Polska będzie jednym z dziesięciu kandydatów do członkostwa UE w 2004 roku, ale musi podjąć "pilne" wysiłki, żeby by dostosować się w rolnictwie, kontroli celnej i rybołóstwie.
W raporcie użyto dyplomatycznego języka, ale porównanie sformułowań zastosowanych w ocenie innych dziedzin i innych krajów pozwala stwierdzić wątpliwości ekspertów Komisji, czy Polska zdąży z dostosowaniem w ciągu jednego roku.
Bardzo poważne wysiłki są pilnie potrzebne, żeby Polska mogła zbudować funkcjonujący IACS do chwili przystąpienia (..) Zwłaszcza ograniczony zasięg tego co się działo w kwestii IACS, w tym w identyfikacji i rejestracji zwierząt, stanowi poważną przeszkodę w osiągnięciu przez Polskę gotowości do członkostwa w dziedzinie rolnictwa – ostrzega Komisja.
IACS to" zintegrowany system zarządzania i kontroli", oparty na rejestracji gospodarstw i zwierząt, niezbędny do rozdziału dopłat bezpośrednich dla rolników.
"Poważny niepokój budzi wolny postęp" we wdrażaniu wymogów weterynaryjnych. Komisja podkreśla, że nie można w pełni polegać na klasyfikacji mleczarń pod względem stanu ich dostosowania do standardów UE. Domaga się również "zdwojenia" wysiłków w przygotowaniu czterech spośród 11 punktów inspekcji granicznej.
Komisja zwraca też uwagę na niedostosowanie polskich zakładów do utylizacji odpadów zwierzęcych, co ma znaczenie w przypadku wystąpienia BSE.

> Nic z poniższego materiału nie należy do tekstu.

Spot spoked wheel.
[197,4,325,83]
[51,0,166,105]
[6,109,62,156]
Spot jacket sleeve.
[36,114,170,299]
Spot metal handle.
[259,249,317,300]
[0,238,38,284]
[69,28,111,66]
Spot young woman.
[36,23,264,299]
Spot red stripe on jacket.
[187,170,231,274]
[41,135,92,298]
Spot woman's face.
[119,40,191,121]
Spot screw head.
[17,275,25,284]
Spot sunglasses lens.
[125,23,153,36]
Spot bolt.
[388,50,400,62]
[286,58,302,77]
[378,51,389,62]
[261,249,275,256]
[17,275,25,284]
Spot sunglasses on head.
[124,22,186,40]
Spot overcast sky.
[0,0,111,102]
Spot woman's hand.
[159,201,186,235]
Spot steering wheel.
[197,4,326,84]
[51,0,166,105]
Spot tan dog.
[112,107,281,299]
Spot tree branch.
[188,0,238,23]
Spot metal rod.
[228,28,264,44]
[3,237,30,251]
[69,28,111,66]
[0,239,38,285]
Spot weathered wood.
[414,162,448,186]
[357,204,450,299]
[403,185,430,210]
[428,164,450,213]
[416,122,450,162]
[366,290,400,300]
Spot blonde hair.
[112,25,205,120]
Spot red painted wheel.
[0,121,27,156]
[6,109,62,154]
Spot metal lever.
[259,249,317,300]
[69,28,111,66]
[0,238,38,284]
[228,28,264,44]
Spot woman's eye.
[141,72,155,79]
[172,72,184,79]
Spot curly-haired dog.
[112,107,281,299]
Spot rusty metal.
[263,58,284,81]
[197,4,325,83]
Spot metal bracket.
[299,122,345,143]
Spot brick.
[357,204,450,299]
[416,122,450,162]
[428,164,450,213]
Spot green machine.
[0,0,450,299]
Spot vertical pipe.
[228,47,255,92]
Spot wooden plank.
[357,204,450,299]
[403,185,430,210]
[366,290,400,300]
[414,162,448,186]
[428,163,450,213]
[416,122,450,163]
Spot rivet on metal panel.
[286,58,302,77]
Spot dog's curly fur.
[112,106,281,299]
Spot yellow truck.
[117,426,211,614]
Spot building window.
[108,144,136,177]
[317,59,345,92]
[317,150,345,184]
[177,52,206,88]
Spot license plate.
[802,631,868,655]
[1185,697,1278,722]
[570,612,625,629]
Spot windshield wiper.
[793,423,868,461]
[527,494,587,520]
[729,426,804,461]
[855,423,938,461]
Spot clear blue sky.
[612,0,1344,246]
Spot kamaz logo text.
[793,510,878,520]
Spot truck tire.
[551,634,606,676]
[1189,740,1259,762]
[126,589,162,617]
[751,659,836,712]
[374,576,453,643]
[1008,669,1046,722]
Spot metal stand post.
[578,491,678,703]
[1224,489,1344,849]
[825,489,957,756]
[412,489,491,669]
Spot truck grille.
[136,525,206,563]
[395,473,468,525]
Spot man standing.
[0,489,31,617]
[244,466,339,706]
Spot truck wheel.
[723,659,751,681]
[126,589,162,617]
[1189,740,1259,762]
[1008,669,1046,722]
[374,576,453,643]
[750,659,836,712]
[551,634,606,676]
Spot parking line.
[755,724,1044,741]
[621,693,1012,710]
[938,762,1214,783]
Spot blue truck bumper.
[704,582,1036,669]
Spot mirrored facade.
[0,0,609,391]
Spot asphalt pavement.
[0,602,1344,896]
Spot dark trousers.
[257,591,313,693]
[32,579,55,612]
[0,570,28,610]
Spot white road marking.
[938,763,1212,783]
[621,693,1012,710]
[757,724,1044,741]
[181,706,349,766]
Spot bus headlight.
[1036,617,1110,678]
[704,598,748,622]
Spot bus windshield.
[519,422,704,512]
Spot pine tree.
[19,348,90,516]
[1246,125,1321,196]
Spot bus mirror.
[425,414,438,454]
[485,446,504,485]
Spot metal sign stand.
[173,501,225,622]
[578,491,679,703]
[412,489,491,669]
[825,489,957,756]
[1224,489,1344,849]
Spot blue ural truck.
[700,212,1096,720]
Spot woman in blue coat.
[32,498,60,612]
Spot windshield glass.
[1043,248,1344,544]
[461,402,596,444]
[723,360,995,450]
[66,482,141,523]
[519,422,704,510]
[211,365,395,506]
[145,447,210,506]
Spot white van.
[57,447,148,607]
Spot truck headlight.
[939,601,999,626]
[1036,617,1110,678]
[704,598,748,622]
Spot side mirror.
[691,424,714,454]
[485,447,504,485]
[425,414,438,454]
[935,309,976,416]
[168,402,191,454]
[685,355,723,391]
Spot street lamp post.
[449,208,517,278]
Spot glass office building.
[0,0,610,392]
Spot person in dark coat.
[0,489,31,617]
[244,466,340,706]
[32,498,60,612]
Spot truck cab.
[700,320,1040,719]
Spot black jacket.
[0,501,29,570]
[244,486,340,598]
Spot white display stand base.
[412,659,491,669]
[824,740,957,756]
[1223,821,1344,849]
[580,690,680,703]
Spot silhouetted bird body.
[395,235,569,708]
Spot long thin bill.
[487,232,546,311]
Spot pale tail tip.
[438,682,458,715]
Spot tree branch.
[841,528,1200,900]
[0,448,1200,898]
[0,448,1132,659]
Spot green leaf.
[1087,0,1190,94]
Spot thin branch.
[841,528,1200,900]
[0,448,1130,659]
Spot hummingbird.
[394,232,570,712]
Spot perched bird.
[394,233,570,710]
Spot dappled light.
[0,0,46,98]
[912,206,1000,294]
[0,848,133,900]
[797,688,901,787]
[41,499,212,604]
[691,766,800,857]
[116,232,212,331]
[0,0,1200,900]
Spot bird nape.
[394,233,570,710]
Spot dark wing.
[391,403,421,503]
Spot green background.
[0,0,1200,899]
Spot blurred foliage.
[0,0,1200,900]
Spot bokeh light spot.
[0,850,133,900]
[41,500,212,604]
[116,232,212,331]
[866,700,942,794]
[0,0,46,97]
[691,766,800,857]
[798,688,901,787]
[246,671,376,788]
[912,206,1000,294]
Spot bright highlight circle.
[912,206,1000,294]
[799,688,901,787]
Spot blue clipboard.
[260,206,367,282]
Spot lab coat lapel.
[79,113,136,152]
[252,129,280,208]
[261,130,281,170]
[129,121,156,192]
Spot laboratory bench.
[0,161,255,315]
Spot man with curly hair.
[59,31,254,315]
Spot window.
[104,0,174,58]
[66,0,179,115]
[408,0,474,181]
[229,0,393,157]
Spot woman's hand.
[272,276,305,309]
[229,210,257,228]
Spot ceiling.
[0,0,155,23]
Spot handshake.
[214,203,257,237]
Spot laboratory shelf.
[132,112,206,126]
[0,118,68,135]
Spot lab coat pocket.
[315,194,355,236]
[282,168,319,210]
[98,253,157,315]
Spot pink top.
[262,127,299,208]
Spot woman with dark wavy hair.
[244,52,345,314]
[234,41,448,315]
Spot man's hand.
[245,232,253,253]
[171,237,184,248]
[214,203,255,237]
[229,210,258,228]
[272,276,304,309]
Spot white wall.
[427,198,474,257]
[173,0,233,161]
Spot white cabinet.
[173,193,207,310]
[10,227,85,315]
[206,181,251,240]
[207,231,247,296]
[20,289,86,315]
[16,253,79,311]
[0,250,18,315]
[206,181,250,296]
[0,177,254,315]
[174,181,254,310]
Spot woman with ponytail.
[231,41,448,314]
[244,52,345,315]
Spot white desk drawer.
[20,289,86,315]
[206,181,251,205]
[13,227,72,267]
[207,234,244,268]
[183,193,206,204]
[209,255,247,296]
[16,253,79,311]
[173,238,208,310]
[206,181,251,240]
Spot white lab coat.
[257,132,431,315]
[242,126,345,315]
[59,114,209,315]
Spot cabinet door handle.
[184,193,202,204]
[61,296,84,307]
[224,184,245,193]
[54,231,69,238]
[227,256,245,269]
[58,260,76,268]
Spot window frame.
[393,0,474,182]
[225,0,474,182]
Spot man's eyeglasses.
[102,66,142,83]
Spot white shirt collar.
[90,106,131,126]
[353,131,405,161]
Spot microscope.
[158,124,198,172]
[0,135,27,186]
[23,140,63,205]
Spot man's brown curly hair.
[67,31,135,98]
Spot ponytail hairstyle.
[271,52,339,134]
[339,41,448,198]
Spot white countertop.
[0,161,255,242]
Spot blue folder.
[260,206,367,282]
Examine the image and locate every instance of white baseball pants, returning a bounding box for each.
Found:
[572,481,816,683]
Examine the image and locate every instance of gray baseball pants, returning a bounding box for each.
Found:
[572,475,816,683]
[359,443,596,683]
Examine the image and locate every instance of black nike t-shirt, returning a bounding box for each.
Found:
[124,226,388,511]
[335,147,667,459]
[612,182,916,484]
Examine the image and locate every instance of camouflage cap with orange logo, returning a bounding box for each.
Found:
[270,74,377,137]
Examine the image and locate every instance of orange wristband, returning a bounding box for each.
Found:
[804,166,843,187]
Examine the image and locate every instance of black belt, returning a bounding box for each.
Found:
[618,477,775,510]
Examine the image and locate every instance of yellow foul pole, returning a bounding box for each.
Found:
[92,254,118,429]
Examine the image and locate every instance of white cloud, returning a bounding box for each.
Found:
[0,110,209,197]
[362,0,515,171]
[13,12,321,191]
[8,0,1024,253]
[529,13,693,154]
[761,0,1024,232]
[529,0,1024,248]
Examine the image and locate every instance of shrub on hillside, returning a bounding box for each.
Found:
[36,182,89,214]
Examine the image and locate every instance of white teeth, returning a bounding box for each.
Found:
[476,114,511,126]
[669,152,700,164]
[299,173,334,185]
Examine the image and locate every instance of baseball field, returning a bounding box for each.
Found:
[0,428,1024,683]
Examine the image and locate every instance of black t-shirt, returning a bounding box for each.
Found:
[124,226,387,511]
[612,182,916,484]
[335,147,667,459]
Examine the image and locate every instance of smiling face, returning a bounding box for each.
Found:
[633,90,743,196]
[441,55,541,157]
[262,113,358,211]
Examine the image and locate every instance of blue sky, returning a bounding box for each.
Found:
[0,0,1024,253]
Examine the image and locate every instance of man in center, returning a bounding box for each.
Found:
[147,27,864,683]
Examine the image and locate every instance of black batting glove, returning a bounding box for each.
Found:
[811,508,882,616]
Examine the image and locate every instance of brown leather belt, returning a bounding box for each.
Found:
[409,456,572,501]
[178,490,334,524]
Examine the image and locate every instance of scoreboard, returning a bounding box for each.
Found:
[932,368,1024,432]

Nieco łagodniejszy jest język dotyczący unii celnej, ale w czasie narad poprzedzających publikację raportu to właśnie dyrekcja generalna odpowiedzialna za tę dziedzinę najostrzej krytykowała opóźnienia Polski w przygotowaniach do członkostwa. Padły nawet ostrzeżenia, że Polska nie zasługuje w tej dziedzinie na pozytywną rekomendację Komisji do członkostwa w 2004 roku.
Również bardzo ostrych sformułowań użyto w ocenie dostosowania w rybołóstwie. Według Komisji Polska tylko" częściowo" wypełnia zobowiązania podjęte w negocjacjach członkowskich. To w żargonie autorów najsurowsza ocena.